Would you believe it, I actually know people who don't hold with such new-fangled things as computers, and who much prefer a written note.

I know I'm a dinosaur and will soon be extinct, tough tittie. Having a foot in both camps feels good, never mind about the kids and their view of the world.

pohanginapete said...

Well, whether you wrote this by hand or not, it's a wonderful piece of writing — sad, funny and full of insight.

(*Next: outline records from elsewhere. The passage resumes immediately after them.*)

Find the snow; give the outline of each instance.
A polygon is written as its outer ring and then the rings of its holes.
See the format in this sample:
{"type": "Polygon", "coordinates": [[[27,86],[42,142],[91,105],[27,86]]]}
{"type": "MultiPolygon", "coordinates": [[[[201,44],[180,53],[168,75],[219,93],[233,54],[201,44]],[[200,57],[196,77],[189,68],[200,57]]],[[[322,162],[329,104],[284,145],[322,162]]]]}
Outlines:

I write every day by hand and love the feel of a good match of pen, ink and paper (sadly, Moleskine's paper seems to be getting worse and none of my fountain pens, all of which write well on most papers, flow comfortably on the current crop of moleskine paper). The process of writing by hand seems different in some essential way from typing; my brain seems to work differently (when it's working at all, of course).

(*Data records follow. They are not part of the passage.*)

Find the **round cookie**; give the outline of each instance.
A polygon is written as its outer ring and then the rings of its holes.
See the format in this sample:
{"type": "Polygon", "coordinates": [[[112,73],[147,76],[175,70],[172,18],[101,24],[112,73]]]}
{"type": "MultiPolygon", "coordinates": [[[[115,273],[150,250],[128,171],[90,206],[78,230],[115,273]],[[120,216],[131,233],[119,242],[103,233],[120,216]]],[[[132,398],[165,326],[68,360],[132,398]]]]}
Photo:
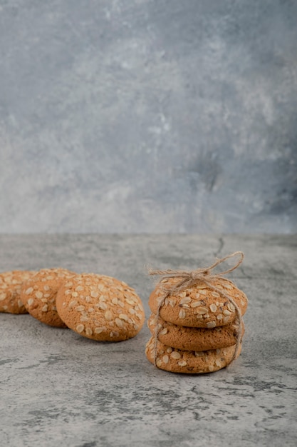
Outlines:
{"type": "Polygon", "coordinates": [[[28,313],[21,301],[21,288],[24,281],[36,271],[13,270],[0,273],[0,312],[28,313]]]}
{"type": "MultiPolygon", "coordinates": [[[[165,278],[157,285],[149,298],[149,306],[153,313],[157,313],[158,306],[167,293],[162,286],[172,286],[178,280],[176,278],[165,278]]],[[[242,291],[224,278],[217,278],[212,283],[217,289],[231,296],[241,316],[244,315],[248,300],[242,291]]],[[[204,283],[199,283],[190,288],[169,295],[160,309],[160,316],[177,326],[213,328],[234,321],[236,312],[226,296],[214,291],[204,283]]]]}
{"type": "MultiPolygon", "coordinates": [[[[235,348],[236,346],[210,351],[181,351],[157,341],[156,366],[160,369],[172,373],[212,373],[225,368],[231,363],[235,348]]],[[[145,353],[147,359],[155,364],[155,337],[151,337],[148,341],[145,353]]]]}
{"type": "Polygon", "coordinates": [[[134,337],[145,321],[140,298],[131,287],[110,276],[83,273],[59,290],[57,310],[78,333],[104,341],[134,337]]]}
{"type": "Polygon", "coordinates": [[[26,281],[21,300],[30,315],[48,326],[66,328],[58,314],[56,298],[62,283],[74,275],[66,268],[43,268],[26,281]]]}
{"type": "MultiPolygon", "coordinates": [[[[156,325],[157,316],[152,313],[147,321],[152,336],[155,336],[156,325]]],[[[157,338],[163,344],[182,351],[208,351],[236,344],[238,329],[238,319],[226,326],[208,329],[176,326],[159,318],[157,338]]],[[[244,333],[242,322],[241,337],[244,333]]]]}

Thanks for the thoughts and the inspiration.

the watercats said...

I feel so smug here.. despite the fact I had a similar thing hppen to me education wise, my hand writing got better when i internally thought 'fuck them', and let my hand do what the hell it felt most comfortable doing. I love writing by hand. All the songs are written by hand, and I keep an 'every other day' journal, where I do quite a lot of moaning, some deep thinking, and some listing/scribbling. Keeping a journal is a great release, there's nothing quite as lovely as a hard version of your internal thoughts. I usually journalise when I get into bed, let my mind spill whatever crap is in there, personal or other-wise. Pete there is spot on, writing by hand is the difference between reading by electric light and reading by firelight.

The Bug said...

I just sent out a note the other day to Dr. M's parents (we try to send them pictures every few weeks). I always got bad grades on my handwriting until they stopped grading it. If I take my time I'm legible, but if I'm in a hurry then lord help whoever tries to decipher it (even me!).

When Dr. M was doing research for his dissertation I helped him wade through a ton of letters written back in the 1860s & 1870s. Now THAT was some interesting handwriting!